Dans de simples camions,  les Légionnaires s’engagent sur l’avenue Schœlcher et prennent contact avec les différentes milices. La 3e section de la 1e compagnie, commandée par Thomas, marque un temps d’arrêt pour prendre contact, comme convenu, avec les autorités militaires congolaises chargées de la sécurité sur zone, tandis que le GCP [Groupe de Commandos Parachutistes] reste en appui.

Après avoir obtenu l’accord des autorités, les Français reprennent  leur progression. A environ 1 km de l’objectif, lorsque les éléments de tête s’engagent sur un rond-point, la colonne est délibérément prise à partie à courte portée par des miliciens congolais, embusqués sur le côté nord-ouest de l’avenue. Les Légionnaires sautent des camions et se retrouvent fixés par les tirs, dans une configuration peu propice à la riposte. Laissons désormais la parole à Thomas :

L’angle était trop aigu pour pouvoir toucher une des positions ennemies avec une grenade LRAC [Lance-Roquette Anti-Char]. Les grenades auraient peut-être ricoché et mis en danger nos propres hommes. Ce dont nous avions un besoin urgent, c’était un écran de fumée, mais il était inutile d’y penser : toutes nos grenades fumigènes étaient dans un des véhicules qui étaient exposé aux tirs massifs. Même la nuit ne nous offrait aucune protection, il faisait trop clair.

(…)

Tout mouvement, soit une tentative de décrochement, soit une contre-attaque pour nous dégager de là aurait signifié inévitablement de lourdes pertes.

(…)

Tandis que les renforts sont envoyés de la base, je fus informé par radio que l’un de mes chefs de groupe et un légionnaire avaient été grièvement blessés.

Je leur ordonnais de rester là où ils étaient, de protéger le périmètre proche et d’empêcher par des tirs sporadiques que l’ennemi n’attaque nos positions.

(…)

Des mouvements de troupe avaient lieu sur notre droite et nous n’avions aucune idée de quels éléments il s’agissait et quels étaient leurs intentions. Tous les scénarios étaient possibles ! Nous disposions seulement des munitions que chacun avait emportées sur lui (…) la plus grande partie des munitions était restée dans les véhicules qui se trouvaient  sous le feu ennemi.

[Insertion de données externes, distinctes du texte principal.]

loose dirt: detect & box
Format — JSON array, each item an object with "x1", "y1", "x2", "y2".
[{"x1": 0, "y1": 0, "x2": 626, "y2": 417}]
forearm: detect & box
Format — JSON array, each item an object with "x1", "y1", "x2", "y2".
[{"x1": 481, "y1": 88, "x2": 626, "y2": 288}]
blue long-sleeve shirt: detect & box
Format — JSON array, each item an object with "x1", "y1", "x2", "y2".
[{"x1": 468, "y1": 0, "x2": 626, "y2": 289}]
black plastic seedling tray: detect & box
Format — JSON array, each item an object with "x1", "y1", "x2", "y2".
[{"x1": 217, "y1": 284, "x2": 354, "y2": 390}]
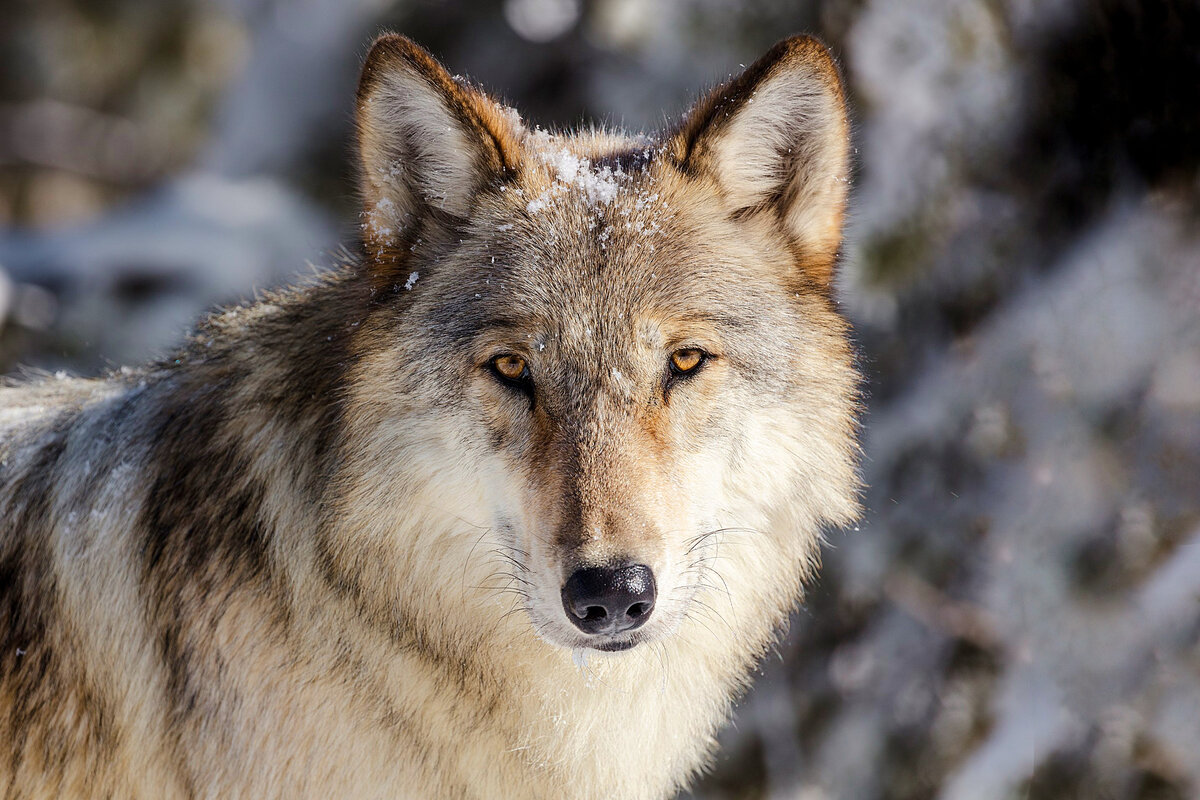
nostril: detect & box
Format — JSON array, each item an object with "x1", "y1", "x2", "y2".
[{"x1": 563, "y1": 564, "x2": 655, "y2": 633}]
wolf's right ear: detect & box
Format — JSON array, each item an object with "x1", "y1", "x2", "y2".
[{"x1": 356, "y1": 34, "x2": 522, "y2": 252}]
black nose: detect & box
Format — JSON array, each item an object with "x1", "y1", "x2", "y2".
[{"x1": 563, "y1": 564, "x2": 654, "y2": 633}]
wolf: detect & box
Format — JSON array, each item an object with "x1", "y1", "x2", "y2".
[{"x1": 0, "y1": 35, "x2": 859, "y2": 799}]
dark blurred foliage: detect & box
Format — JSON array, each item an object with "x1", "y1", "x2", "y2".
[{"x1": 0, "y1": 0, "x2": 1200, "y2": 800}]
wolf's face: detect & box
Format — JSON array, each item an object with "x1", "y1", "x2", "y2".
[{"x1": 343, "y1": 37, "x2": 856, "y2": 651}]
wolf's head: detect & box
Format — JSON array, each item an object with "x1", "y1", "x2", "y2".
[{"x1": 344, "y1": 36, "x2": 857, "y2": 650}]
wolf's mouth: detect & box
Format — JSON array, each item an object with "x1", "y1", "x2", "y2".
[{"x1": 592, "y1": 639, "x2": 637, "y2": 652}]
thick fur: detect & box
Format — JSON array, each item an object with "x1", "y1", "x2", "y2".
[{"x1": 0, "y1": 36, "x2": 858, "y2": 799}]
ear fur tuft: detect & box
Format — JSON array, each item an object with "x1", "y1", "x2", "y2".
[
  {"x1": 356, "y1": 34, "x2": 523, "y2": 252},
  {"x1": 668, "y1": 36, "x2": 850, "y2": 287}
]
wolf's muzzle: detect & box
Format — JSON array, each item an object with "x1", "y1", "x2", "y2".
[{"x1": 563, "y1": 564, "x2": 655, "y2": 633}]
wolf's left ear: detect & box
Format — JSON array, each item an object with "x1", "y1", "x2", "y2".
[
  {"x1": 356, "y1": 34, "x2": 522, "y2": 249},
  {"x1": 668, "y1": 36, "x2": 850, "y2": 287}
]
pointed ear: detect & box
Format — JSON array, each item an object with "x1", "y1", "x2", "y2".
[
  {"x1": 668, "y1": 36, "x2": 850, "y2": 287},
  {"x1": 356, "y1": 34, "x2": 522, "y2": 252}
]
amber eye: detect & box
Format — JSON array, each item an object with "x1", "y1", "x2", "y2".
[
  {"x1": 492, "y1": 355, "x2": 528, "y2": 380},
  {"x1": 671, "y1": 348, "x2": 704, "y2": 375}
]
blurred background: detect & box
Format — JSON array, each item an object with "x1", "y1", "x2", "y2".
[{"x1": 0, "y1": 0, "x2": 1200, "y2": 800}]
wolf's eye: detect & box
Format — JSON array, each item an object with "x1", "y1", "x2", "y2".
[
  {"x1": 492, "y1": 355, "x2": 529, "y2": 380},
  {"x1": 671, "y1": 348, "x2": 704, "y2": 375},
  {"x1": 487, "y1": 354, "x2": 533, "y2": 398}
]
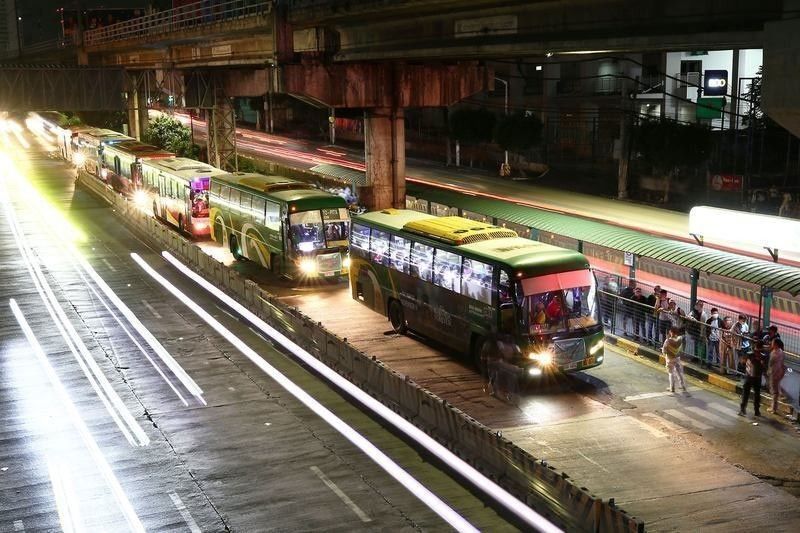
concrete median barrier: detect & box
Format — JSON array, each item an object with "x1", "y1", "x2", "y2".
[{"x1": 77, "y1": 169, "x2": 644, "y2": 532}]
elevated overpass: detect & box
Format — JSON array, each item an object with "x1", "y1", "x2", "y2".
[{"x1": 73, "y1": 0, "x2": 800, "y2": 208}]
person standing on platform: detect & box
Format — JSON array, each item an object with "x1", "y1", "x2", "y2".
[
  {"x1": 686, "y1": 300, "x2": 708, "y2": 366},
  {"x1": 706, "y1": 307, "x2": 723, "y2": 366},
  {"x1": 767, "y1": 339, "x2": 786, "y2": 413},
  {"x1": 739, "y1": 341, "x2": 764, "y2": 416},
  {"x1": 661, "y1": 327, "x2": 686, "y2": 392},
  {"x1": 631, "y1": 287, "x2": 649, "y2": 341},
  {"x1": 646, "y1": 285, "x2": 661, "y2": 344}
]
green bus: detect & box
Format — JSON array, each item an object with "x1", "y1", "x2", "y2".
[
  {"x1": 209, "y1": 172, "x2": 350, "y2": 279},
  {"x1": 350, "y1": 209, "x2": 603, "y2": 378}
]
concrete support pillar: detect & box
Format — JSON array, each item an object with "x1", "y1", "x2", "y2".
[
  {"x1": 127, "y1": 73, "x2": 150, "y2": 140},
  {"x1": 208, "y1": 82, "x2": 239, "y2": 171},
  {"x1": 359, "y1": 107, "x2": 406, "y2": 210}
]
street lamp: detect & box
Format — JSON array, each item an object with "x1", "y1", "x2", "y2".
[{"x1": 494, "y1": 76, "x2": 508, "y2": 167}]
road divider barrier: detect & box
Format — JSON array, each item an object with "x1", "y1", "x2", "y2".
[{"x1": 77, "y1": 173, "x2": 644, "y2": 533}]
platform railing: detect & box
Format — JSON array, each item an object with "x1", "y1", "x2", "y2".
[{"x1": 84, "y1": 0, "x2": 272, "y2": 46}]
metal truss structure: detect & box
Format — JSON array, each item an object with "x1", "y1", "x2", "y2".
[
  {"x1": 186, "y1": 71, "x2": 239, "y2": 171},
  {"x1": 0, "y1": 65, "x2": 126, "y2": 111}
]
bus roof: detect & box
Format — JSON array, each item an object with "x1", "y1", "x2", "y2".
[
  {"x1": 214, "y1": 172, "x2": 347, "y2": 211},
  {"x1": 353, "y1": 209, "x2": 589, "y2": 276},
  {"x1": 108, "y1": 140, "x2": 175, "y2": 159},
  {"x1": 145, "y1": 157, "x2": 226, "y2": 180}
]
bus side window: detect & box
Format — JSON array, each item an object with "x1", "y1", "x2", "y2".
[
  {"x1": 350, "y1": 224, "x2": 369, "y2": 258},
  {"x1": 433, "y1": 250, "x2": 461, "y2": 293},
  {"x1": 391, "y1": 235, "x2": 411, "y2": 274},
  {"x1": 411, "y1": 242, "x2": 433, "y2": 281},
  {"x1": 461, "y1": 257, "x2": 494, "y2": 305}
]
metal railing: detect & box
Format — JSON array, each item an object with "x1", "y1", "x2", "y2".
[
  {"x1": 595, "y1": 271, "x2": 800, "y2": 368},
  {"x1": 84, "y1": 0, "x2": 272, "y2": 46}
]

Quand les Légionnaires de la CEA (Compagnie d'Eclairage et d'Appui  - le renfort envoyé par la base) arrivèrent sur la zone de combat, j’entendis enfin à ma gauche notre lourde mitrailleuse 7,62 mm : une vraie musique à mes oreilles.

(…)

Des éléments du GCP [Commandos Paras du 2e REP] commandés par le Capitaine Desmeules avaient réussi à s’avancer jusqu’à mes hommes blessés. Lors de cette action brillante et intrépide, qui montra une fois de plus ce dont cette unité était capable, l’un des leurs tomba sous une pluie de balles et fût tué sur le coup.  Si les soldats du GCP n’avaient pas été là, mon soldat et mon sous-officier auraient certainement succombé à leurs blessures.

(…)

Le renfort (CEA) prit position à gauche de ma section, face à l’ennemi. Ses éléments les plus avancés se retrouvèrent immédiatement sous les tirs adverses. Lors de cette action, un officier, deux sous-officiers et trois Légionnaires furent blessés, certains grièvement. Mais les bleus [couleur de la Cie] sont parvenus à renverser la situation en attaquant immédiatement et efficacement l’adversaire.

Le 2e REP perd un homme, et compte une dizaine de blessés, donc cinq grièvement. On estime à 25 le nombre de miliciens Congolais tués.

Brazzaville est désormais en guerre. L’Etat-Major renforce considérablement le dispositif, par l’envoi d’hommes des 2e REI et 1er REC, de blindés VAB, VBL, ERC90 Sagaie… matériel qui a cruellement manqué à Thomas et ses hommes le 7 juin.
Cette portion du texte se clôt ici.